Wednesday 21 September 2016

How did I engage with Marilyn in the film ‘My Week with Marilyn’?

At the start of the film, even before Marilyn is introduced we get a sense of what she is like. She is described in the first few lines as the most famous woman alive’, and a ‘Hollywood siren’. This immediately makes us think that she is very successful and glamorous, and so I personally found it hard to empathise and engage with her in the start, as her lifestyle is so different to most peoples. This is the same throughout the first few scenes – they spend a lot of time and care finding her the perfect house, and considering what colours she may or may not like - she seems so idolised by everyone around her, when they haven't even met her yet, it almost makes her seem unreal, and therefore very hard to engage with.

When she first appears in the film, the sense of power we feel she has grows. The crowd is focused on Olivier and Vivien, but as soon as Marilyn's plane lands, everyone turns from them to her - enforcing the superiority we feel she has. 


When Marilyn is first introduced to the film they are shooting, her character becomes more confusing, and the perceptions we had about her from the start of the film begin to be challenged. When she’s on the film set, she seems to struggle a lot with her lines, relying heavily on her acting coach Paula to help her get through each scene whilst remembering her lines. This sense of her having faults is enforced again when Olivier begins to insult Marilyn, and she leaves the set visibly upset.
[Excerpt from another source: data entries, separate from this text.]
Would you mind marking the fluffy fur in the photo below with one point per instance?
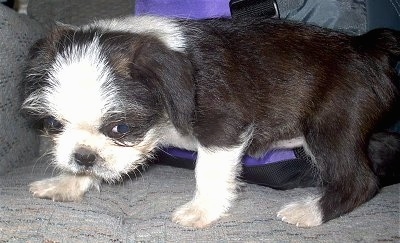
(112, 92)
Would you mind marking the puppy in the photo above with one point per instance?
(112, 92)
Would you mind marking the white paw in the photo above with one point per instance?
(194, 215)
(306, 213)
(61, 188)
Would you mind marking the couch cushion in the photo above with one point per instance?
(139, 210)
(18, 143)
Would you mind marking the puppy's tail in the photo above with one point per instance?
(384, 152)
(382, 47)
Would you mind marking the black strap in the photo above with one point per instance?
(253, 8)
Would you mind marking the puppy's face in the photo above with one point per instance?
(101, 97)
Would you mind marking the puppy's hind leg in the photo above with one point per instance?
(347, 179)
(65, 187)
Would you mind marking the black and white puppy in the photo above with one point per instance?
(112, 92)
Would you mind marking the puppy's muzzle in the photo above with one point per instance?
(85, 157)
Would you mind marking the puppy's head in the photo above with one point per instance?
(106, 98)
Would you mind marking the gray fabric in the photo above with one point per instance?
(383, 13)
(77, 12)
(18, 143)
(139, 210)
(344, 15)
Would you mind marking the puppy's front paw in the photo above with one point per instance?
(305, 213)
(62, 188)
(194, 215)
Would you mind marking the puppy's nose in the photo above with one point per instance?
(85, 157)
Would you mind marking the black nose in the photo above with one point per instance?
(85, 157)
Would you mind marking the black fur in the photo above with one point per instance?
(281, 79)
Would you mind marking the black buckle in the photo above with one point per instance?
(254, 8)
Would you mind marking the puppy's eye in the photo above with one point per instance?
(52, 125)
(119, 130)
I think introducing the sensitive and more flawed side of her allows everyone to empathise with her more, as we finally get the sense that she is a human being who struggles with things, just as we do.
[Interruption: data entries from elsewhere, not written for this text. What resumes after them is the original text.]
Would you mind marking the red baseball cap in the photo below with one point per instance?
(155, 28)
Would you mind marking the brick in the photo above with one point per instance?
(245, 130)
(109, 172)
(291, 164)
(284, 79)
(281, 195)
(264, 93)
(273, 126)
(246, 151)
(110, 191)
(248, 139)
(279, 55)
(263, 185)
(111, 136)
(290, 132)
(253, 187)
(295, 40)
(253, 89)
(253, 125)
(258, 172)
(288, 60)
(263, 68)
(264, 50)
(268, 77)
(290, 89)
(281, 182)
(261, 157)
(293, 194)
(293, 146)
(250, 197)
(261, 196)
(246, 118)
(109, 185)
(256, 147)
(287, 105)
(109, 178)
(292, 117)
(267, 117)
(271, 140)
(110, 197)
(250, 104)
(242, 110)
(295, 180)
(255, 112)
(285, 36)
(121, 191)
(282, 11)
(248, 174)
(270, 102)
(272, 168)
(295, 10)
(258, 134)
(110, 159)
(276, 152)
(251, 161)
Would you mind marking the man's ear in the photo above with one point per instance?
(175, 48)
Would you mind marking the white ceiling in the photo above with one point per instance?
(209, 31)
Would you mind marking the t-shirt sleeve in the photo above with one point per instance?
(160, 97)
The day she spends with Colin further shows us the human side of her. To anyone who didn’t know who she was, the two of them would look like a completely normal couple having a day out – this part is the most important when finding a side of Marilyn we can relate to, as she isn’t having specific troubles with her acting that none of us have experienced, and she isn’t being put across as some famous, untouchable Goddess.

However, when Marilyn invites Colin to her house, in the part where he enters through the window, her problems become known as being a lot more complicated than is portrayed at the start – when she says she is having a miscarriage, and she tells Colin she wants to forget everything, at that point in the film I felt her problems were much too deeply rooted and unknown to the viewer for me to empathise with her.
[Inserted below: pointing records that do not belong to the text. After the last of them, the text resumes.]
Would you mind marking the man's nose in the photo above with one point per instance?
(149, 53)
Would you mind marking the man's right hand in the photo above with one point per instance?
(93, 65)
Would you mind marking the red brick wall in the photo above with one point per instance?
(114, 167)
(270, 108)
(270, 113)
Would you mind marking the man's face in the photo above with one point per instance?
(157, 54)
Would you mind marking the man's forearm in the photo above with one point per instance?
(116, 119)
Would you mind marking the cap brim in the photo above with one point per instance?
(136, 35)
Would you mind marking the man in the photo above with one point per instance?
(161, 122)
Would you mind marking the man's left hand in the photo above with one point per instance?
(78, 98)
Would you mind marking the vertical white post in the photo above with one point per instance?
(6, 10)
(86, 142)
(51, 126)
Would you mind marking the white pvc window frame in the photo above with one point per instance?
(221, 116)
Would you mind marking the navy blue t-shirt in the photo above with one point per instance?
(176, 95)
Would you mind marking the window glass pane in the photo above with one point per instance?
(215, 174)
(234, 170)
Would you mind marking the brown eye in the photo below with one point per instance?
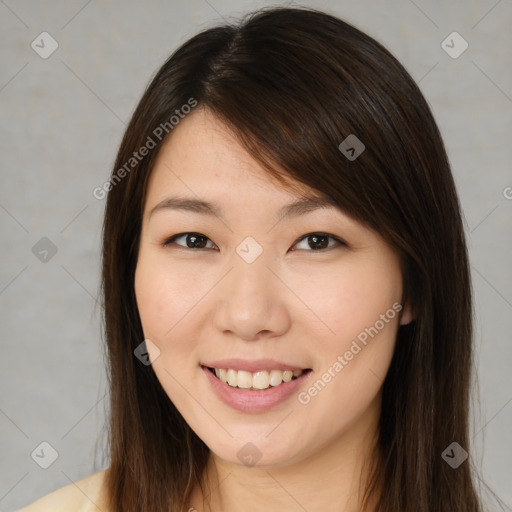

Overall, I didn’t really find it all that easy to empathise with Marilyn. I think on the surface she just seemed to struggle with some features of acting sometimes, despite being a great actor, but as you get further into the film, her problems become too much for the average viewer to understand and relate to immediately. We do empathise with her sometimes, but I feel like her character is overall too complex for us to completely relate to.